Once the server is launced, it stastes looking for USRP devices connected to the system. Once at least one device has been found the server starts accepting connections. Two different TCP connection on two different ports (defined at compile time in USRP_server_settings.cpp in variables TCP_SYNC_PORT and TCP_ASYNC_PORT) and same socket are accepted and necessary for the system to work. One is a connection used for exchanging messages between server and client, the other is a connection dedicated to data exchange between server and client. Once the connections have been established the server expect a JSON string describing a command: the command describes settings for the USRP hardware and settings for the signal processing/generation needed. Once the JSON command string has been received and validated (settings have to be reasonable) the hardware configuration is applied using the Ettus UHD C++ api to set the USRP FPGA registers and the GPU kernels and meory are initialized accordigly to the requirements in the JSON command. Many threads are spawned in this phase: two different threads for the transmission handling and a minimum of three threads for the receiver side. The measurement can terminate for different reasons: number of samples in input/output requested has been reached, the client has disconnected or the USRP devices encountered an error. When the mesuremnt terminates, all the GPU memory is released, all the queues between threads are clean and every thread (except for memoyr managers and main) is joined; the servers goes in IDLE state waiting for a new command.

Datapath

Data are moved around the server using the lock-free queue implementation of boost libraries. Those queues (defined in USRP_server_settings.cpp) are queues of pointers to different kind of struct, these structs serve different purposes but relies on the same structure: a pointer to the memory and some metadata usefull to read the memory.

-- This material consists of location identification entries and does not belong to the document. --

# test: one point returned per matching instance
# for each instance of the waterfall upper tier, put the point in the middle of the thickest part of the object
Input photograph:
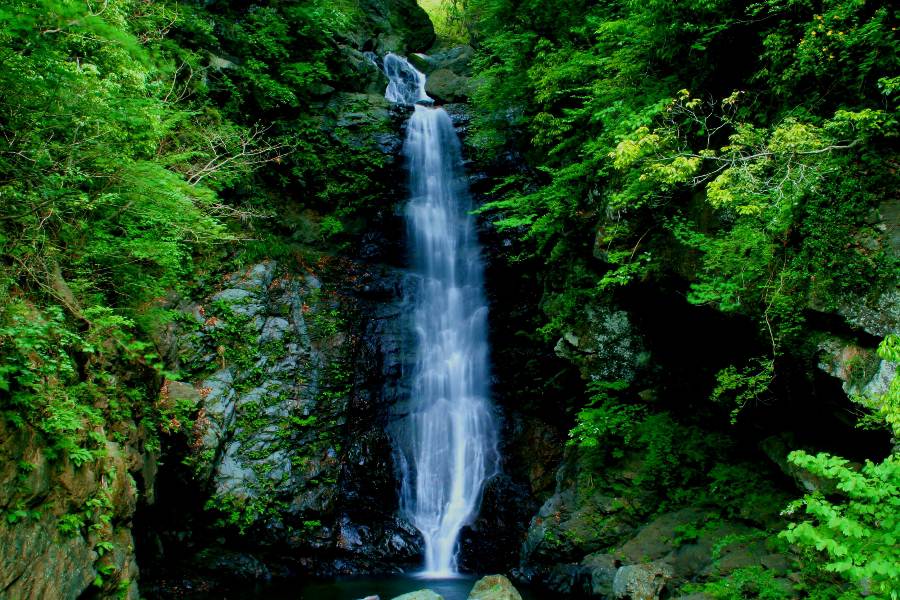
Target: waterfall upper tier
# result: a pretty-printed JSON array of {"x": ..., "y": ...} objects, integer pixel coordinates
[{"x": 447, "y": 444}]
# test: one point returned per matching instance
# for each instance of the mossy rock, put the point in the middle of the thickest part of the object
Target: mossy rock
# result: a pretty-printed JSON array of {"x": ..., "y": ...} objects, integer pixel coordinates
[{"x": 494, "y": 587}]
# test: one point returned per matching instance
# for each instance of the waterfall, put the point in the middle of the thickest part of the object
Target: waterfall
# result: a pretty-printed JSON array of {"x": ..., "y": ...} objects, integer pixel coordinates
[{"x": 447, "y": 442}]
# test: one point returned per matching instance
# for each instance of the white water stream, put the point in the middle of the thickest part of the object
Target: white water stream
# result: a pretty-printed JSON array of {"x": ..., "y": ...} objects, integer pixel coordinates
[{"x": 448, "y": 441}]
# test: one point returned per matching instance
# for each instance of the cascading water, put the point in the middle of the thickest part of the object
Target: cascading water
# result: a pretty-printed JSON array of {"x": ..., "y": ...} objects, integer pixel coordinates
[{"x": 447, "y": 442}]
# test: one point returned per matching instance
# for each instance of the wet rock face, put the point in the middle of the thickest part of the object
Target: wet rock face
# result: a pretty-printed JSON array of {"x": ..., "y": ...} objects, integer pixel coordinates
[
  {"x": 297, "y": 367},
  {"x": 607, "y": 346},
  {"x": 50, "y": 545},
  {"x": 492, "y": 542}
]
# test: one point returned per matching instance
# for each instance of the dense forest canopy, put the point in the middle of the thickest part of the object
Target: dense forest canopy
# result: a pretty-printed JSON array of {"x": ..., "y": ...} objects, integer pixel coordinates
[{"x": 741, "y": 156}]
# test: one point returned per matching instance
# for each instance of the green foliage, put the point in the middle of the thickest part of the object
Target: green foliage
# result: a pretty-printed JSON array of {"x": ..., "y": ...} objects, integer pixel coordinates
[
  {"x": 856, "y": 535},
  {"x": 746, "y": 582},
  {"x": 622, "y": 157},
  {"x": 606, "y": 422}
]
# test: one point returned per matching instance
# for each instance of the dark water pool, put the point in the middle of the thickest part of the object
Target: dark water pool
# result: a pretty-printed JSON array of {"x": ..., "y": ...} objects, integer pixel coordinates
[{"x": 353, "y": 588}]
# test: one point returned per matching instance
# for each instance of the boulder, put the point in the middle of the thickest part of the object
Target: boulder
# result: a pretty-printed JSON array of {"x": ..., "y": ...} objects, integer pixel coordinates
[
  {"x": 420, "y": 595},
  {"x": 657, "y": 539},
  {"x": 641, "y": 582},
  {"x": 600, "y": 570},
  {"x": 605, "y": 346},
  {"x": 571, "y": 524},
  {"x": 494, "y": 587}
]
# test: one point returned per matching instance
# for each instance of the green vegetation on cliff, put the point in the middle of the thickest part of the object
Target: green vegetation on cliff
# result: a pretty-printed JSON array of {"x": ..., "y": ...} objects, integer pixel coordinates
[{"x": 744, "y": 154}]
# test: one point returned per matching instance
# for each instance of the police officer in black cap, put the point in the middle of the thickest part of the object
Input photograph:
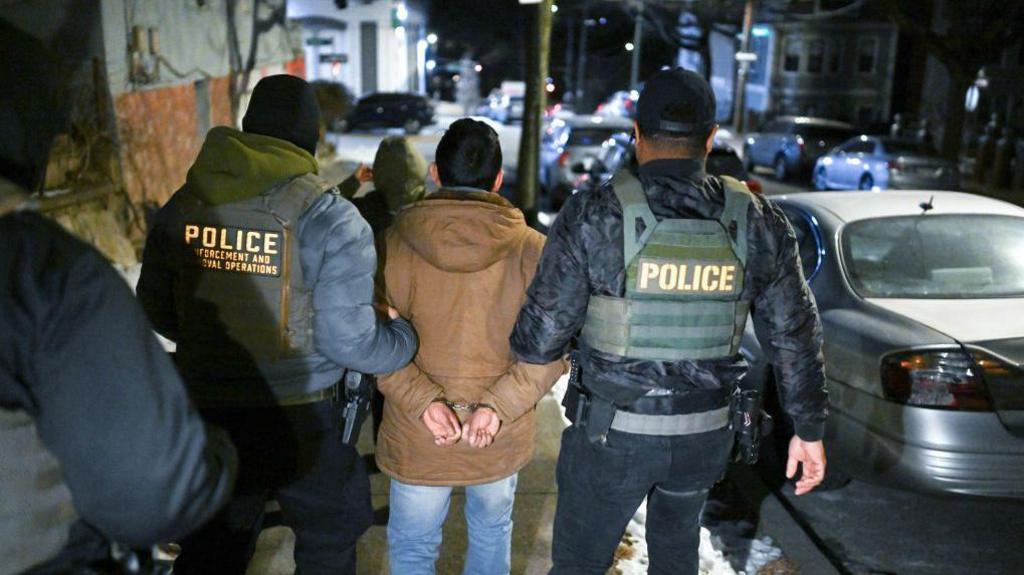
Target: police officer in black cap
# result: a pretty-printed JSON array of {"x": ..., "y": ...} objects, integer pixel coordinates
[
  {"x": 654, "y": 274},
  {"x": 263, "y": 276}
]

RX datapath scheme:"Block representation of the datapath in the receiver side.

TX datapath scheme:"Block representation of the datapath in the transmission side

Memory

All the memory used during a measurement is allocated at the beginning of the same except in case the system strongly (segfault without) needs more memory. The way buffer memory is managed is using a custom memory allocator coded in the file #USRP_server_memory_management.hpp. Note that most of the code has been moved to the .hpp because of the templating approach. The custom memory allocator is just an interface between the CUDA pinning mechanism and a couple of lock-free queues for passing and recycling pointers. They way it works can be summarized in few steps:

Upon initialization the memory allocator initializes a user-defined number of buffer and pin them to the CUDA driver page file (see CUDA pinned memory for more information)
When a buffer is needed the preallocator::get() method will return a buffer.
Once the buffer has been used, it is returned to the pool using the preallocator::trash() method.
A call to the preallocator::close() method will free the memory pool. Internally pulling and pushing from the memory pool (which is a lock-free queue) is handled by a couple of low-priority, unbinded threads which ensure the operation is completed without blocking the main application. It may seem redundant to use a lock-free queue and two threads to achieve the immediate return of the memory invocation but lock-free stuff generally come with the price of a failure possibility which in this context will cause memory leaks and loss of stability.

Block diagram of the memory manager class used in the server.